Circle drawn with chord of parabola as diameter touches the parabola

Question

I'm trying to prove that if the difference of ordinates of endpoints of the chord of a parabola is twice the length of its latus rectum, then the circle drawn with this chord as the diameter touches the parabola.
Not being too rigorous, I considered the parabola $y^2=4ax$ and the circle $x^2+y^2+2gx+2fy+c=0$
Any general point on $y^2=4ax$ can be given as $(at^2,2at)$, so I plugged this point into my circle's equation. I got
$a^2t^4+(4a^2+2ag)t^2+4aft+c=0$
If I consider $t_1, t_2, t_3, t_4$ to be the roots of the above equation, I get
$t_1+t_2+t_3+t_4=0$ - (i)
$t_1t_2t_3+t_2t_3t_4+t_1t_3t_4+t_1t_2t_4=4+\frac{2g}{a}$ - (ii)
$t_1t_2+t_2t_3+t_3t_4+t_1t_4+t_1t_3+t_2t_4=-\frac{4f}{a}$ - (iii)
$t_1t_2t_3t_4=\frac{c}{a^2}$ - (iv)
For any two points $(at_1^2,2at_1)$ and $(at_2^2,2at_2)$, the difference of ordinates is $2a(t_1-t_2)$
Also the length of latus rectum for out parabola is $4a$
Since it states that the difference of the ordinates is equal to twice the length of the latus rectum,
$2a(t_1-t_2)=8a$ $\implies$ $t_1-t_2=4$ - (v)
But I'm unable to figure out how to prove that the circle will touch the parabola using the relations (i),(ii),(iii),(iv) and (v) above. Please show me a way ahead or a better way to prove it.

Answer 1

First of all we can simplify things a bit by setting, without loss of generality, $a=1/4$, so that the equation of the parabola is $x=y^2$ and latus rectum is $1$. But of course you are free to repeat the reasoning below with a more general equation.

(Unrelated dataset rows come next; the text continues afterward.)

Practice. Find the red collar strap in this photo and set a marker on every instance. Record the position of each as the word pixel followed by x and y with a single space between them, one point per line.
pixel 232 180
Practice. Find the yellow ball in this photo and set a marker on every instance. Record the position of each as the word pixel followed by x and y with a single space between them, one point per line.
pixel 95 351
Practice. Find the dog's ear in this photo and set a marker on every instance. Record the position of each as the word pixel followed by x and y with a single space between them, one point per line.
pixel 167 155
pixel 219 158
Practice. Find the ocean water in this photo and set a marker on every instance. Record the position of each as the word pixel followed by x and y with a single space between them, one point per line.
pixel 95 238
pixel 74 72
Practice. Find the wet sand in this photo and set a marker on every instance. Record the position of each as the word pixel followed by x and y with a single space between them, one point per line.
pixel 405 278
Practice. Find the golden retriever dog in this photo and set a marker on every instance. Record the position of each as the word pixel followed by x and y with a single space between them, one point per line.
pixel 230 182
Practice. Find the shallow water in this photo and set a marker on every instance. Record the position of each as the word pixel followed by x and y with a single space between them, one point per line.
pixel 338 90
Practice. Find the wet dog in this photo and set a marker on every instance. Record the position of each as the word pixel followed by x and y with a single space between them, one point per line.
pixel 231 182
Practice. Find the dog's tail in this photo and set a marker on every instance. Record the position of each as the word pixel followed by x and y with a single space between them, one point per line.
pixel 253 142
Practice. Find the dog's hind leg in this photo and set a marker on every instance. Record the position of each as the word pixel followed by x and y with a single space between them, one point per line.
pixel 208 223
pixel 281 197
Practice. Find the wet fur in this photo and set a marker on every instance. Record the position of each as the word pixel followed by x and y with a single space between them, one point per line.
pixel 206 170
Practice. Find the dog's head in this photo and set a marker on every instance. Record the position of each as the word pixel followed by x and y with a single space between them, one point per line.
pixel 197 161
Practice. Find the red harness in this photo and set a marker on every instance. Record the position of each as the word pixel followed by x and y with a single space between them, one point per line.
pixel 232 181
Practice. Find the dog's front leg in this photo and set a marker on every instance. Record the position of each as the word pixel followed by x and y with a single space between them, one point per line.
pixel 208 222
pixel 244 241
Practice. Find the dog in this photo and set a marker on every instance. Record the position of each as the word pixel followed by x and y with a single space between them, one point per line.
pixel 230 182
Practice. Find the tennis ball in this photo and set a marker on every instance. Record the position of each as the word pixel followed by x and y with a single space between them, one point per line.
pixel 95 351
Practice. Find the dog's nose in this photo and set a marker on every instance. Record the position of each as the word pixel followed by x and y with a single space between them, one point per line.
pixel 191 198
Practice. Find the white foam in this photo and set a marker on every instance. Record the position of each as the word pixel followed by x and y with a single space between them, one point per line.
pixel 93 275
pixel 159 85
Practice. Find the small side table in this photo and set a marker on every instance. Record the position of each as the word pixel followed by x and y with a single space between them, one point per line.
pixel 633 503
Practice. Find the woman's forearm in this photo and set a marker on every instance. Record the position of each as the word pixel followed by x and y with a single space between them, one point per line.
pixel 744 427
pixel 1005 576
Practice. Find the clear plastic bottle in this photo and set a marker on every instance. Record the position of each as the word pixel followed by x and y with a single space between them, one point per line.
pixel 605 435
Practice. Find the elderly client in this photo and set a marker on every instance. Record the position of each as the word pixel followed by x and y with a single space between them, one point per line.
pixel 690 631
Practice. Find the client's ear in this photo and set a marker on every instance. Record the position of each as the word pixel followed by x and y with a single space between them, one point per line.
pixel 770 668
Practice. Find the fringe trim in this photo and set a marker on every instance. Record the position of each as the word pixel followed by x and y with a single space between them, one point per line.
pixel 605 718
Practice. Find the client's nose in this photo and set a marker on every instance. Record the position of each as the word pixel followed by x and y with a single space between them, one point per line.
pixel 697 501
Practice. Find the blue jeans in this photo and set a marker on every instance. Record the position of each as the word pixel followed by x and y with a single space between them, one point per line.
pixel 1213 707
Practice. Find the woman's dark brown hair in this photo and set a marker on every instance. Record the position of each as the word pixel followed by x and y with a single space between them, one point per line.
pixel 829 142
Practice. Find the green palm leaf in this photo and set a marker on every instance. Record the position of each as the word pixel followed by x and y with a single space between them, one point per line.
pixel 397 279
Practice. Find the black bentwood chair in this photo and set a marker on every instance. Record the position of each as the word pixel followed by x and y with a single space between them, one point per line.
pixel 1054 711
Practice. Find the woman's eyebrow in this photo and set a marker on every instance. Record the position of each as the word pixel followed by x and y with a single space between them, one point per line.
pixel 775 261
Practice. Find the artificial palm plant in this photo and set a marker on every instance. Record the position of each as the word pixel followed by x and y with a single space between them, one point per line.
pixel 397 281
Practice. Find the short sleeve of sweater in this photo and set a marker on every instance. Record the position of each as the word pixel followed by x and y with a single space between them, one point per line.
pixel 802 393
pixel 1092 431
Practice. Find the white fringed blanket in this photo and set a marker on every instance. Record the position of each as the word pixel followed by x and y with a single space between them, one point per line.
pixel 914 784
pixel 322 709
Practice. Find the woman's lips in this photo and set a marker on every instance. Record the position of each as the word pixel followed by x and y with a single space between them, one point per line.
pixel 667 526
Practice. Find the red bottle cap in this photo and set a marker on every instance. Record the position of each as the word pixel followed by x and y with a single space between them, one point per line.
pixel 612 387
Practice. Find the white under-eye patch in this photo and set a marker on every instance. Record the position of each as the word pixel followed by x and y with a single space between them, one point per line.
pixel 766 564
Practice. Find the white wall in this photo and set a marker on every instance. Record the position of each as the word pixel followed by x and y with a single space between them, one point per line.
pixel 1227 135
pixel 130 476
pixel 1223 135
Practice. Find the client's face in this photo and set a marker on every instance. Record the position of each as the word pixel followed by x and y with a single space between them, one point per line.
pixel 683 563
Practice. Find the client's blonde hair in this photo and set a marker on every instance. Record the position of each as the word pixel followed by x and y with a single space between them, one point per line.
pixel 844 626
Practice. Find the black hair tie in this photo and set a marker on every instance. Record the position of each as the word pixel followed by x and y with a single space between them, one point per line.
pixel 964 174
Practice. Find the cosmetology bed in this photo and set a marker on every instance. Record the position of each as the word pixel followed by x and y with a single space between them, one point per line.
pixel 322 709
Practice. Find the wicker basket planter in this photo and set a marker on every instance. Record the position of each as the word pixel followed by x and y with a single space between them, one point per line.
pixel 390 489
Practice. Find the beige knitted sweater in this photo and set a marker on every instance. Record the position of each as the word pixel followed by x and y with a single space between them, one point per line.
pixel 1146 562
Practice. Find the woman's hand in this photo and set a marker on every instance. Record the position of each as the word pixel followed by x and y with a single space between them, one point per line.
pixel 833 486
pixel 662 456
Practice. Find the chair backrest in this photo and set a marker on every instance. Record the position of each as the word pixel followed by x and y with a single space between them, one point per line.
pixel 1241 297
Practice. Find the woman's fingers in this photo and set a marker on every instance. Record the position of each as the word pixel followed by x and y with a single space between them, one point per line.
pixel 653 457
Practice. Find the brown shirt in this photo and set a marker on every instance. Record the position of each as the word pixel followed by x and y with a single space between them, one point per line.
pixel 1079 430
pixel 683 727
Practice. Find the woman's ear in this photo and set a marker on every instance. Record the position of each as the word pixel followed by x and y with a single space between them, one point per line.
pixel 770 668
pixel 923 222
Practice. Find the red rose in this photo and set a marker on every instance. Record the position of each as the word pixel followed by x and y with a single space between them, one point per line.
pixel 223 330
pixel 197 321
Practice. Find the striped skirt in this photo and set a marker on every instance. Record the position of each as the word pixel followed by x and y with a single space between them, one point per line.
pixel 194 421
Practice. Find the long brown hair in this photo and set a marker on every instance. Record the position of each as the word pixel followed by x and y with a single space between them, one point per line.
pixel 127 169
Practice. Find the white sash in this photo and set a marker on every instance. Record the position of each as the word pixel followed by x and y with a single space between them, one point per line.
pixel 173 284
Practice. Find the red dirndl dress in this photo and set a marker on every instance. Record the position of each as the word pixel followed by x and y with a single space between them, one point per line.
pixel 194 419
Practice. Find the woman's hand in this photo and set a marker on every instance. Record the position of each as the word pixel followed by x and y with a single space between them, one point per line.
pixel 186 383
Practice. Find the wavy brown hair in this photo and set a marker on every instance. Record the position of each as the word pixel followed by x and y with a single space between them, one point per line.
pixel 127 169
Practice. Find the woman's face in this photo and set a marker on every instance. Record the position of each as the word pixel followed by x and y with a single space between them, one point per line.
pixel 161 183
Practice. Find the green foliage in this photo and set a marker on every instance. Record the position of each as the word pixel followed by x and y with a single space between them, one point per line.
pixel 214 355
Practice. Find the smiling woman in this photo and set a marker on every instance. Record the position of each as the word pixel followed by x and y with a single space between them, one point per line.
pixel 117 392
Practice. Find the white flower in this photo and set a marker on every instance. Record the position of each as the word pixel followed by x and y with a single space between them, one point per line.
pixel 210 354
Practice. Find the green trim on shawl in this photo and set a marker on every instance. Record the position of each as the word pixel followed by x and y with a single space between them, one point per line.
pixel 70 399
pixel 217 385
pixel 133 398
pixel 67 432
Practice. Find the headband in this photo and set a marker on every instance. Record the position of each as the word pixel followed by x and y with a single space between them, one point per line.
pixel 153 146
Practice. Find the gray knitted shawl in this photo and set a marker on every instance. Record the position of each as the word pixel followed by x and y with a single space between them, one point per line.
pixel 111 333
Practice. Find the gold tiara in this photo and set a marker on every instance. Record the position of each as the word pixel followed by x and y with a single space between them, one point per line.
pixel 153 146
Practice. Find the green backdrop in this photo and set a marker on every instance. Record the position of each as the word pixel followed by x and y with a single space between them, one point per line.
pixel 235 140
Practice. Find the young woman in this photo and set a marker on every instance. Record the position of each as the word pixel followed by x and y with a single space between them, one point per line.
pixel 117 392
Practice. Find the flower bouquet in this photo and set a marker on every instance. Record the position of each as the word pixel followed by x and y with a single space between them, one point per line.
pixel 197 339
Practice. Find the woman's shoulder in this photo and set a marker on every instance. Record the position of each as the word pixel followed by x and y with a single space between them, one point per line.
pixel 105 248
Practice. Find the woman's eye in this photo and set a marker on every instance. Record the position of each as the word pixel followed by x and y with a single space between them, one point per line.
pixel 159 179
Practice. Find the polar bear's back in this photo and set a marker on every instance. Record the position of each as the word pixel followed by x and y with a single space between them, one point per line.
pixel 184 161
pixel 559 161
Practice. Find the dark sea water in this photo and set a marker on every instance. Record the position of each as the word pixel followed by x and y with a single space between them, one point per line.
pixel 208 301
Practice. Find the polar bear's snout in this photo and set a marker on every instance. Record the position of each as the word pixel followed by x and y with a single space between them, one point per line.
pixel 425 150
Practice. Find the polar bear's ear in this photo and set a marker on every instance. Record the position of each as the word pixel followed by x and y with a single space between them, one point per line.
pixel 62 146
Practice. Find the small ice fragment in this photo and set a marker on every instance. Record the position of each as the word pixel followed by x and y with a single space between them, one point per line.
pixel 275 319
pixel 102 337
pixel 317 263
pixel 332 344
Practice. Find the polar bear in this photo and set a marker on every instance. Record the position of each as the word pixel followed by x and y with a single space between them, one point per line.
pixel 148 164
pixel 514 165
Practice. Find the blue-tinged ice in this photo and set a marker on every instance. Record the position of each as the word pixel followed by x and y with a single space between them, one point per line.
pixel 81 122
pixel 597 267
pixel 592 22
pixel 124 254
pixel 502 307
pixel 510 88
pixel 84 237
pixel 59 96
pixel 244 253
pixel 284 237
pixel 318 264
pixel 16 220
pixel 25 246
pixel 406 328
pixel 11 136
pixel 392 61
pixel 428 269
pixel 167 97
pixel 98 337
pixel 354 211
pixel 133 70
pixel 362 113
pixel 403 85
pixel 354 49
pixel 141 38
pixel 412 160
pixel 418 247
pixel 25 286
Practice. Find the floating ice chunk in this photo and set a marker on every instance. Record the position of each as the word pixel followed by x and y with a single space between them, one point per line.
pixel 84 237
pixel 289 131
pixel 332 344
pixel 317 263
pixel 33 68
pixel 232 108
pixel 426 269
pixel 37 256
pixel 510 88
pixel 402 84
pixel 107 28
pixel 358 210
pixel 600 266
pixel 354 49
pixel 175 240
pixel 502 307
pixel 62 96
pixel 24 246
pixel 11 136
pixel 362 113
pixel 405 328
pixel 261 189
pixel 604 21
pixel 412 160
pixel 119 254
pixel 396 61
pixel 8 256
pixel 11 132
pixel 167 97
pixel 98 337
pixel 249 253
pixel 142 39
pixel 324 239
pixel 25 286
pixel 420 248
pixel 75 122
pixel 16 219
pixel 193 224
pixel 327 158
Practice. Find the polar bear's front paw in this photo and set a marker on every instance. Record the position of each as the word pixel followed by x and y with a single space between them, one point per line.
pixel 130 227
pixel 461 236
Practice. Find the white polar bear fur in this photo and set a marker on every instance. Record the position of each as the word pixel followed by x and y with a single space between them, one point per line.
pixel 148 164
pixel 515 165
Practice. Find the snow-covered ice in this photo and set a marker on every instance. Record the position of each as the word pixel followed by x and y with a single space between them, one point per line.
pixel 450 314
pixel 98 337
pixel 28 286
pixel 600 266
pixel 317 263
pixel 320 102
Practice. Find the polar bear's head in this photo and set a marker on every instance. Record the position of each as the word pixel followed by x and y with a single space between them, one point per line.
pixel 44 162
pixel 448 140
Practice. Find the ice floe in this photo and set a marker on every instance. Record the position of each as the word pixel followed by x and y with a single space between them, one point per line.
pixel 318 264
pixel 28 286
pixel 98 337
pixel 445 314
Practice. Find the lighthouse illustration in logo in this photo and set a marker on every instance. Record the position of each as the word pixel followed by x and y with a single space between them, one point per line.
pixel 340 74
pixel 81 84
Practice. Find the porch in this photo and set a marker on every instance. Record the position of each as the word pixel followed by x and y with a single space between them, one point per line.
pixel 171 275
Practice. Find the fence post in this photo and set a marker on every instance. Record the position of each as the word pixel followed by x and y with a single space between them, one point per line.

Take then two points $A$ and $B$ on your parabola whose ordinates differ by $2$ and compute their midpoint $C$ (the centre of the circle of diameter $AB$): $$ A=(y^2,y),\quad B=((y+2)^2,y+2),\quad C=(y^2+2y+2,y+1). $$ Note that point $S$ on the parabola with the same ordinate as $C$ is $$ S=((y+1)^2,y+1), $$ while its symmetric $T$ about $x$-axis (which is also on the parabola) is $$ T=((y+1)^2,-y-1). $$ The tangent to the parabola at $T$ has a slope which is the opposite of the slope of the tangent at $S$, which in turn has the same slope as $AB$ (by a well-known property of parabolas). Hence you can easily check that $CT$ is perpendicular to the tangent at $T$.

Finally you can check that $CT=AC$, so that $T$ is a point on the circle. And the circle is thus tangent to the parabola at $T$.